Non tutti i racconti sono significativi allo stesso modo, ma tutti lo sono se si considerano le piccole perle letterarie o di contenuto che hanno in sé. Ero perplessa sul fatto che potessi interessarmi alla boxe, o alla pesca, o alle corride, ma mi sono dovuta ricredere. Ora mi sento preparata su argomenti di cui prima ignoravo l’esistenza, oltre ad aver potuto studiare ancora più nel dettaglio la struttura narrativa del racconto, attività in cui ogni tanto, quando Saturno entra in quadratura con Plutone retroattivo a Venere, mi cimento. Non vi elencherò i racconti che mi sono piaciuti di più perché fa un po’ lista della spesa e poi comunque qualora vi venga voglia di leggerli è bello avere l’effetto sorpresa.

Mi sono resa conto di aver dato un’impronta molto seria alle cose che ho detto, ma non me la sentivo di prendere in giro Hemingway con le mie solite scemenze.
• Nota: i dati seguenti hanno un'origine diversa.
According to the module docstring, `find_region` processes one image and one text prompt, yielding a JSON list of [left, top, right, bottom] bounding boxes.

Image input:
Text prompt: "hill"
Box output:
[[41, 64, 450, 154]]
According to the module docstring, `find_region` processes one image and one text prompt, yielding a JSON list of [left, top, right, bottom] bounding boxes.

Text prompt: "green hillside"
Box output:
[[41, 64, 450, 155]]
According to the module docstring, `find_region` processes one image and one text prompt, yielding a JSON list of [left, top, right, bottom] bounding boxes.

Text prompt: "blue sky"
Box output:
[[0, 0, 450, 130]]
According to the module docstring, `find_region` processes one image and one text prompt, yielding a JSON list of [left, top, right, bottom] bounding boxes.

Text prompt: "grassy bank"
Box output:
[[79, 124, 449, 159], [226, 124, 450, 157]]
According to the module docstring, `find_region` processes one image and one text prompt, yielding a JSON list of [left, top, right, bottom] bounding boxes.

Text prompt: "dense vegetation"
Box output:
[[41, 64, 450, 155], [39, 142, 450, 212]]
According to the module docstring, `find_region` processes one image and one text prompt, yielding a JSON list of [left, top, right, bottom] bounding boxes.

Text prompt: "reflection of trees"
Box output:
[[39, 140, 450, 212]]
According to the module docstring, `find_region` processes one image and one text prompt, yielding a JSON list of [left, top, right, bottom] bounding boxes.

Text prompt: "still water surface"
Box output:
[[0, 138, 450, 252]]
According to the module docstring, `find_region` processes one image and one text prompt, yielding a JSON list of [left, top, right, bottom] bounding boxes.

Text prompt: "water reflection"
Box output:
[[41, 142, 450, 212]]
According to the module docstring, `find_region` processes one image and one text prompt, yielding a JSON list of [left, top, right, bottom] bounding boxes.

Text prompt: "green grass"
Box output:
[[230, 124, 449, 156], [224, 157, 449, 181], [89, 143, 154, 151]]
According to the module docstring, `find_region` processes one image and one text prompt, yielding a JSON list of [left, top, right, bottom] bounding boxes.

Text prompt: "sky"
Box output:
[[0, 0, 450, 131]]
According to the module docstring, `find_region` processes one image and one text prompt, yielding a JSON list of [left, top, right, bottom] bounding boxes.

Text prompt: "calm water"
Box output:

Mi sarei giocata quel poco di karma intonso che mi è rimasto e questo forse avrebbe precluso le mie già scarse possibilità di pubblicare un giorno sulla Gazzetta di Bitonto qualcosa proveniente dalla mia penna.

Ora invece questa possibilità è ancora aperta: come insegna Berlusconi mai chiudere definitivamente la partita.

6 pensieri riguardo “I quarantanove racconti”

  1. Inutile dire che ora li devo leggere entrambi!
    Viaggio al termine della notte sono due anni che voglio e devo leggerlo, ma rimando, essendo molto emotiva non so cosa aspettarmi, me lo immagino come uno di quei libri che ti danno un sacco da pensare e rimuginare… Ricordo quando lessi i miserabili dovetti fare pausa libro per mesi interi, mi aveva angosciato, sono fatta così! Alla fine mi butto sempre su cose più leggere.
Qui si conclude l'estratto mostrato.